Other false claims are that RNA-based vaccines like BNT162b can alter a recipient’s DNA and that the shots will contain tissue from aborted foetuses.
While some of these are frankly comical, the fear is that the spread of misinformation into mainstream media sources could result in fewer people taking up the opportunity to be vaccinated, undermining the programme.
Research published by the Vaccine Confidence Project – a unit of the London School of Hygiene & Tropical Medicine – found that misinformation around a COVID-19 vaccine induced a fall in the willingness to receive it among those who would otherwise “definitely” vaccinate.

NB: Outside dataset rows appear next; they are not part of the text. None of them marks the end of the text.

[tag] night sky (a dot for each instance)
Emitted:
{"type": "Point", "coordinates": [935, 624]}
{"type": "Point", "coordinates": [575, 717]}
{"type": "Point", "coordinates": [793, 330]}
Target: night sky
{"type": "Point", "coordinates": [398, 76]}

VCP’s study found that only 54% of UK people would definitely have a COVID-19 vaccine – higher than the 41% seen in the US – with most of those who were reluctant citing safety concerns or a sense the threat posed by the pandemic had been overblown.
That’s already fewer than is required for herd immunity – a level of protection that would impact on virus transmission – but most worrying was that exposure to misinformation reduced the proportion of those definite responses by more than 6%.
“I hope that enough people take these vaccines, but I think it is going to be much more of a challenge than is recognised,” VCP director Heidi Larson told the Financial Times this week.
Speaking to the BBC today, Pfizer’s country manager for the UK, Ben Osborn said that “after the provision of clean water, vaccines are…the single most effective public health intervention we can make”. He also stressed that the study behind the approval was assessed by an independent panel with no links to Pfizer and BioNTech.
Health secretary Matt Hancock has also responded to questions about the anti-vax movement today, telling LBC radio that “the good news is that it’s not growing”.
“We monitor this very carefully and actually the number of people who want to have the vaccine is increasing,” he said
“The regulators are fiercely independent – they would not approve this if it wasn’t safe.”
800,000 doses of BNT162b have passed batch testing and should be ready within the next few days, and will be prioritised for elderly people in care homes and care home staff, followed by over-80s and health and care service workers.
The UK has ordered 40 million doses – enough for 20 million people – with several million doses expected to be available by year-end. Scottish leader Nicola Sturgeon said the first vaccines would be available in Scotland from Tuesday next week.
Twitter has also seen a debate about how the UK was able to become the first country in the world to approve the vaccine.
Hancock said the country was able to move quickly because of Brexit, but Raine emphasised in the press briefing that the approval was “made under provisions under European law which exist until January 1”.
The European Medicines Agency will meet on 29 December to decide if the safety and efficacy of Pfizer and BioNTech’s vaccine supports its approval.